Fundamentally, though, every speech recognition (ASR) and natural language (NLU) system provides a model or models (we say models because in many cases, there may be more than one).
Speech Recognition Training
For speech recognition systems, the types of models include:
- Acoustic model - the acoustic model determines how raw audio is transformed into phonetics
- Language model - the language model determines how phonetics are turned into words
The language model is often also referred to as a "grammar". A simple illustration of how the same phonetic may be interpreted differently is the sound "K" - in english, if someone says "K" we assume they mean the letter. In Spanish, we assume they mean the word "que". Our language model determine how we map that phonetic to specific words.
The acoustic model is more subtle, but analyzes raw audio to derive how sounds map to phonetics. Training a model on acoustic data typically involves uploaded audio files with transcriptions of what is said. The system then uses this to derive the acoustic model as well as the language model as well from this single source of training data.
Natural Language Training
Natural language training involves teaching the system how words and phrases map to intents and entities.

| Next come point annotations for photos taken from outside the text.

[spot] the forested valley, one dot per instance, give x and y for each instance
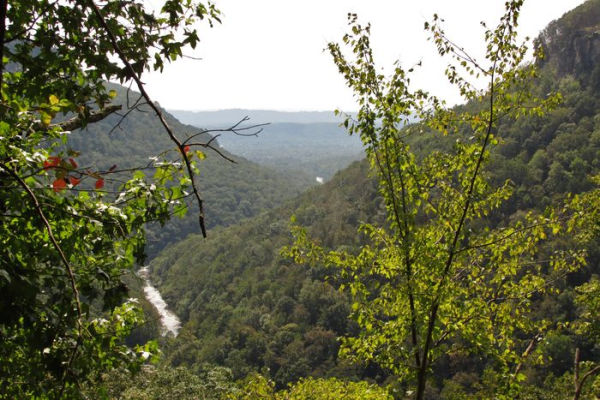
(454, 255)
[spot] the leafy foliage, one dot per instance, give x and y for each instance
(66, 240)
(436, 280)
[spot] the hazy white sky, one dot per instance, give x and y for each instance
(268, 54)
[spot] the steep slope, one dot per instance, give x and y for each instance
(231, 191)
(246, 307)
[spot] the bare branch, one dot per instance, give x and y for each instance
(133, 75)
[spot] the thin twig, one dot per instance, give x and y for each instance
(157, 111)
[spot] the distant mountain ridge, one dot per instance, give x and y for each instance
(223, 118)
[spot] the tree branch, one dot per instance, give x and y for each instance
(133, 75)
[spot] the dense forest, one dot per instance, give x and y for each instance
(249, 308)
(456, 257)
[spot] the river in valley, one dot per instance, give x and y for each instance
(169, 322)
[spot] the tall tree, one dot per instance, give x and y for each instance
(68, 233)
(437, 279)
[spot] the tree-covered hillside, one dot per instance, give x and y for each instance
(246, 307)
(232, 191)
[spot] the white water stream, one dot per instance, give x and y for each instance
(169, 321)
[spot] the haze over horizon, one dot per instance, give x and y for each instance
(268, 55)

This process is also highly reliant on collecting data. In this case, the data are the text utterances of what actual users say, and the intents and entities these utterances map to.
Training In Practice
For platforms such as Amazon Lex and Google Dialogflow, there is no distinction made between ASR and NLU training. Instead, one simply adds sample utterances that map text utterances to intents and entities. So, for example, if we see that when users say "Marie Curie" it is incorrectly being understood as "Mariah Carey", we simple add an additional sample utterance "Mariah Carey" as a sample utterance for the slot value "Marie Curie".
If we had access to the acoustic model within Amazon Lex, we might instead add the raw audio that is being misunderstood with the transcript "Marie Curie".

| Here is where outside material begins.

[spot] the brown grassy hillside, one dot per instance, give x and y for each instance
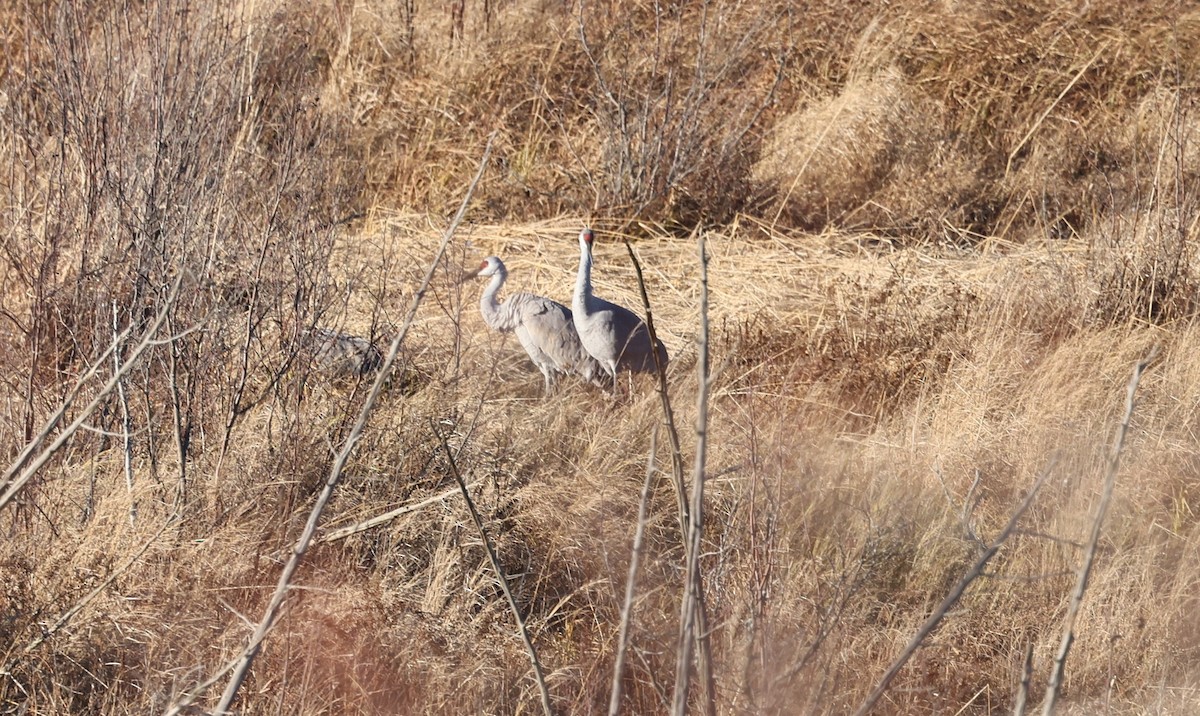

Both are valid techniques for fixing this sort of error. When available, we tend to prefer fixing errors at the lowest level of the model available to us. That is because, if we take the example above, if we tell the system every time it hears "Mariah Carey" to change it for "Marie Curie", this could lead to errors when the user actually did say "Mariah Carey". This scenario may seem a bit silly, but real world cases like this occur all the time.
If we adjust our training data at the acoustic level, we can clearly distinguish between cases where the user says "Marie" and "Mariah".
Once a model is trained, the next step is to re-test it to ensure the changes have had the intended effect, as well as minimal side-effects. If the results are good, it can be put into production where it should be monitored on an ongoing basis.